Conforme visto nas Considerações epistemológicas, a civilização ocidental assistiu

certo enfraquecimento da capacidade política das imagens. Mas estas nunca foram armas de

combate, pois seu estatuto sempre disse respeito a certo trabalho de ficção, cuja tarefa é

recriar deslocamentos: novas formas de vida e afetos, outras configurações sensíveis,

reflexões sobre os dispositivos dos próprios regimes visuais, etc. Portanto, a genuína política

das imagens é, na verdade, a política de um regime mais amplo de visualidade, que exibe uma

tensão entre vários modos de representação.

No balanço geral, temos aqui apenas elaborações provisórias a respeito das

construções metodológicas e analíticas que foram articuladas. Isto decorre, acredito, por duas

razões principais. Primeiramente, a imagem – enquanto matéria prima destes estudos –

configurou um campo alargado de pesquisa, que expôs os termos de uma dinâmica dos

regimes visuais de saber, de maneira que o seu estatuto lacunar impediu um fechamento

completo a qualquer teoria ou pensamento. Muito pelo contrário, o seu regulamento nos

mostra que é apenas se abrindo a um objeto que as fotografias são capazes de iluminá-lo.

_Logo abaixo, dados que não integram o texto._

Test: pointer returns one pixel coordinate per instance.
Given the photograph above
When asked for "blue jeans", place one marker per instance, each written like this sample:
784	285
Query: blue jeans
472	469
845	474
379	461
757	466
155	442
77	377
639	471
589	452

Por outro lado, iniciei esta pesquisa atormentado por uma inquirição de que as

imagens aqui selecionadas poderiam exibir uma ação que escapasse ao cômputo dos seculares

dispositivos jurídico-políticos, nesta cidade tão longamente assenhorada por grupos

oligárquicos há décadas estabelecidos. Uma empresa que talvez tenha começado cedo demais,

sem o amadurecimento devido. No entanto, essas inquietações precisaram ser refletidas – de

maneira hesitante, é verdade, pois exigiram reencontros, muitos recomeços e descaminhos. De

modo que naturalmente não seria possível ao final encontrar um trabalho exatamente acabado,

ainda que as fotografias e as construções teóricas apontem incessantemente para um conjunto

específico de gestualidade política.

Precisaria de mais tempo para poder considerar todos os conjuntos de implicações que

ainda pungem.74 Mas talvez essa seja a angústia de qualquer estudante, afinal de contas, pois

“se por um lado ele fica assim perplexo e absorto, se o estudo é essencialmente sofrimento e

paixão, por outro lado, a herança messiânica que ele traz consigo incita-o incessantemente a

prosseguir e concluir” (AGAMBEN, 1999, pág. 54).

74

Uma delas diz respeito a uma dimensão de visualidade na memória dessa figura de exclusão originária: Homo

Sacer. Pesquisa que pretendo desenvolver num eventual doutorado.